With PR19 in mind, water and sewerage undertakers will need to focus on the lessons from TMS’s experiences, particularly as regards setting ODIs, subcontracting and ongoing regulatory reporting.

The Water Services Regulation Authority (Ofwat) has issued a provisional decision to impose a penalty on Thames Water (TMS) for its failure to comply with its statutory duty under s.37 of the Water Industry Act 1991. This duty consists of the need maintain an efficient and economical system of water supply within its area in relation to its management of leakage during AMP6 (the current price review period). The penalty imposed is a nominal one as Ofwat has secured substantial undertakings from TMS to benefit its customers to compensate them directly for TMS’s failings. This update highlights a few of the more interesting points from Ofwat’s provisional decision, with particular reference to company business plans for PR19.

Breach of statutory duty

Historically breaches of statutory duty by water and sewerage undertakers have been very difficult to establish with any clarity. However, the introduction at PR14 of Performance Commitments and Outcome Delivery Incentives (ODIs) has resulted in companies being required to come up with clear performance figures in key areas for the purposes of rewards and penalties being applied. TMS’s leakage ODI had a ‘cap and collar’ as regards rewards and penalties. In this case, TMS’s leakage performance figures had fallen significantly below the ODI collar level. The leakage ODI collar was thus a clear benchmark against which Ofwat could assess general performance of TMS’s s.37 duty.

This is an extremely significant point for water and sewerage undertakers to take note of, as it demonstrates how Ofwat can use company performance against ODIs to not only penalise within the ODI itself. It can also, where performance is below that envisaged within the ODI, use the ODI framework as a benchmark to support a finding that the company has also breached its statutory duties under s.37 in relation to water or under s.94 in relation to sewerage.

Breach of licence conditions

Ofwat also found that TMS had breached conditions F6A.1 and F6A.2A of its licence. These are common across all water and sewerage undertakers and require them to:

  • have adequate financial resources and facilities, management resources, systems of planning and internal control to enable it to carry out its regulated activities
  • annually provide Ofwat with a certificate of adequacy covering these and to notify Ofwat as soon as they are aware that it might not be possible to repeat the certificate of adequacy.

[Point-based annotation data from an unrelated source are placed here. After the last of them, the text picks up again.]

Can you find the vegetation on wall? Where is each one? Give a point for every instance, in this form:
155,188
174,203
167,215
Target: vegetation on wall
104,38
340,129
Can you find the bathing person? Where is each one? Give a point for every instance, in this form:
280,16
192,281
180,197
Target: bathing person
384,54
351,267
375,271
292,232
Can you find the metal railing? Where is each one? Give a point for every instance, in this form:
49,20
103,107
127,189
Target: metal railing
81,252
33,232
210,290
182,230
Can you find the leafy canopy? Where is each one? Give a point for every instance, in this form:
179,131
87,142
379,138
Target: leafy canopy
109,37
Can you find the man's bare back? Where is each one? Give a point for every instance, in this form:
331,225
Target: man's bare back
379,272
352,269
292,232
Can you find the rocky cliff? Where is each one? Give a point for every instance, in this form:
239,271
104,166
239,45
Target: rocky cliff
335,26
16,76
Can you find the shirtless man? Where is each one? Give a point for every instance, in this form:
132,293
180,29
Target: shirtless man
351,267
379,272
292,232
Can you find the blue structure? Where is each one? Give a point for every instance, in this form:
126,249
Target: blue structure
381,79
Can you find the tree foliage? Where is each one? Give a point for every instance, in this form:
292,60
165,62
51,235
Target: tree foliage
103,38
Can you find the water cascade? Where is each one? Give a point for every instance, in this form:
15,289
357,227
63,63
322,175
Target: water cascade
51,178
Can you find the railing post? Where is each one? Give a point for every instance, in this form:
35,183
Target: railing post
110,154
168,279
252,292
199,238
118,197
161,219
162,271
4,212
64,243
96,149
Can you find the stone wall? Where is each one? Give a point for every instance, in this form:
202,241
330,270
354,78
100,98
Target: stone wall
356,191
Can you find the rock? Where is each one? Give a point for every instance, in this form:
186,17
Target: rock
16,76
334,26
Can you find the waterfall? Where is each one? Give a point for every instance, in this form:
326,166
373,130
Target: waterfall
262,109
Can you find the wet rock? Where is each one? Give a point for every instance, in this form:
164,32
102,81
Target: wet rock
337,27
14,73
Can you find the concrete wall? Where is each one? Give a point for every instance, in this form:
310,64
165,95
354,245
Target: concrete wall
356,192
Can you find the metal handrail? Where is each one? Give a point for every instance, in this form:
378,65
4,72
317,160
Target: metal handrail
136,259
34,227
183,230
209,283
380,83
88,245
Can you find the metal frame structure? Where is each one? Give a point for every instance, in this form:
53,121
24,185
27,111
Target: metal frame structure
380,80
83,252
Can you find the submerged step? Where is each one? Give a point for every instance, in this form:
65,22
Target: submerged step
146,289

TMS had outsourced its leakage management to its Alliance partners and sought to achieve its committed performance levels through the incentives it had in its contracts with those partners. Unfortunately, TMS’s Alliance arrangements did not bring about the necessary alignment of understanding and incentives required. TMS did not maintain close levels of oversight to identify and correct this, and there were deficiencies in TMS’s upward reporting, including consistently overly positive reporting (amber rather than red in RAG reports). Finally, when TMS did uncover the scale of the problem it then failed to reflect this in its certificate of adequacy and also failed to notify Ofwat of any issues between certificates being issued.

Penalty/undertakings

Ofwat’s provisional decision states that but for the undertakings given by TMS it would be facing a financial penalty of approximately £25m (approximately 3% of TMS applicable turnover). TMS's significant package of undertakings includes bill reductions for customers, increased spending on leakage management, monthly leakage performance reporting, further engagement with customers, independent monitoring of leakage performance, additional Board level scrutiny and independent detailed auditing of TMS’s Condition F certificates in future. As a result of these undertakings, Ofwat’s proposed fine is reduced from approximately £25m to a nominal penalty of £1. This is consistent with Ofwat's drive to secure real benefits for water and sewerage undertakers' customers where possible rather than impose financial penalties which go directly to the consolidated fund.

Conclusion

There are two significant legal messages to take from this decision. Firstly, particularly with PR19 in mind, ODI performance levels provide a benchmark against which it is much easier for Ofwat to assess whether water and sewerage companies are in breach of their statutory duties. This matter related to the water supply system duty under s.37 Water Industry Act 1991, but the same applies in relation to the sewerage system duty under s.94 Water Industry Act 1991. Secondly, Ofwat expects transparency from the companies it regulates and has demonstrated that it has the regulatory tools to enforce this. Companies would be wise to err on the side of over-communication rather than under-communication about potential issues.